Created attachment 7160 [details] Modified 't1testpage' PS output: removed the 'NimbusSanL-Regu' font with text editor
I removed the embedded fontfile from the original PostScript file produced by 't1tesetpage'. (Otherwise I would not have managed to make pdfwrite produce a PDF with un-embedded NimbusSanL-Regu. 'pdffonts' utility shows this for the different PDFs: $ pdffonts NimbusSanL-Regu-with-unembedded-Type1.pdf name type emb sub uni object ID --------------------- ------------ --- --- --- --------- Helvetica-Bold Type 1 no no no 8 0 Helvetica Type 1 no no no 9 0 NimbusSanL-Regu Type 1 no no yes 10 0 NimbusSanL-Regu Type 1 no no yes 17 0 NimbusSanL-Regu Type 1 no no yes 24 0 NimbusSanL-Regu Type 1 no no yes 31 0 NimbusSanL-Regu Type 1 no no yes 38 0 $ pdffonts NimbusSanL-Regu-with-unembedded-full-Type1_REFERENCE.pdf name type emb sub uni object ID --------------------- ------------ --- --- --- --------- Helvetica-Bold Type 1 no no no 8 0 Helvetica Type 1 no no no 9 0 NimbusSanL-Regu Type 1 yes no yes 10 0 NimbusSanL-Regu Type 1 yes no yes 17 0 NimbusSanL-Regu Type 1 yes no yes 24 0 NimbusSanL-Regu Type 1 yes no yes 31 0 NimbusSanL-Regu Type 1 yes no yes 38 0 $ pdffonts NimbusSanL-Regu-with-embedded-subset-Type1_REFERENCE.pdf name type emb sub uni object ID ----------------------- ---------- --- --- --- --------- Helvetica-Bold Type 1 no no no 8 0 Helvetica Type 1 no no no 9 0 AIOKJG+NimbusSanL-Regu Type 1C yes yes yes 10 0 AIOKJG+NimbusSanL-Regu Type 1C yes yes yes 17 0 AIOKJG+NimbusSanL-Regu Type 1C yes yes yes 24 0 AIOKJG+NimbusSanL-Regu Type 1C yes yes yes 31 0 TNAUUZ+NimbusSanL-Regu Type 1C yes yes yes 38 0
Created attachment 7161 [details] pdfwrite result when run input with '-dSubsetFonts=true -c ".setpdfwrite<</AlwaysEmbed[/NimbusSanL-Regu]>>setdistillerparams'
Created attachment 7162 [details] pdfwrite result when run input with '-dSubsetFonts=false -c ".setpdfwrite<</AlwaysEmbed[/NimbusSanL-Regu]>>setdistillerparams'
BTW, I tested this with v8.71 as well as with SVN trunk.
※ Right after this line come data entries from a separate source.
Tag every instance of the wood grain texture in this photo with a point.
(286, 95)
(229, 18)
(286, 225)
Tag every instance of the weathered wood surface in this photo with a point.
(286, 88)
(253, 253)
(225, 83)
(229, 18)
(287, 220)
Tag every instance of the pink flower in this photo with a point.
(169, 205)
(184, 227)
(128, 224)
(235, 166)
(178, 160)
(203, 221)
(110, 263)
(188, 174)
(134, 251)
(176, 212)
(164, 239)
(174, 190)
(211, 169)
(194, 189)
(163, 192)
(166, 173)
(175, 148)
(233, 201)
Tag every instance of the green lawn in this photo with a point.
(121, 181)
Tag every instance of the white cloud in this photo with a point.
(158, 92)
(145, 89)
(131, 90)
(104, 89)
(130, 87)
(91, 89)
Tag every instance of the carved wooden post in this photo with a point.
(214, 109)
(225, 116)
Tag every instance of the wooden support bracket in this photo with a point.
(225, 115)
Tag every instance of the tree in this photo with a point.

So to me, the most grave of the problems looks like this: * when Ghostscript is asked to do no subsetting when embedding the font.. * it indeed embeds the font fully, but it does so 5 times, because there seems to be a reference to the font on each of the 5 pages. This seems to be a field where more efficiency could be achieved. (Imagine the file had not 5, but 500 pages...)
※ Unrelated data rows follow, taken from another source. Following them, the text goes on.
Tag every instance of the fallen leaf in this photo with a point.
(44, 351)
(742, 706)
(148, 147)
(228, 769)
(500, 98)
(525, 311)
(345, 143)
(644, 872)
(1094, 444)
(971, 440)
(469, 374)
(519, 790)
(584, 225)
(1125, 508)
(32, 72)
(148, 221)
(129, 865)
The bug report is rather rambling and seems to want to raise several points which makes it difficult to address. Overview ---------- The font on each page is a re-encoded version of NimbusSanL-Regu. Because each font instance has a different Encoding, each instance is in fact a different font, even though each has been given the same name. In general this is distinctly bad practice, for example it means that the font defined on page 1 as 'NimbusSanL-Regu' can't be used on subsequent pages because the name is reused. From comment 0 --------------- The reason the non-subset font is larger than the subset is because *all* the glyphs from the font are included each time, that's why its better to subset. I don't know what is meant by "(Remember, since the PDF is supposed to contain the complete set of the font's glyphs, I'd assume 'subset == fullset'" Not least because there are 6 different fonts here. From comment 2 --------------- Current code, at least, embeds 5 different subsets of NimbusSanL-Reg, each with a different subset prefix. From comment 11 ---------------- While it would be possible to spot the fact that the base font is the same, the cost of such identification, in terms of performance, would be prohibitive, especially since this is actually a very rare case.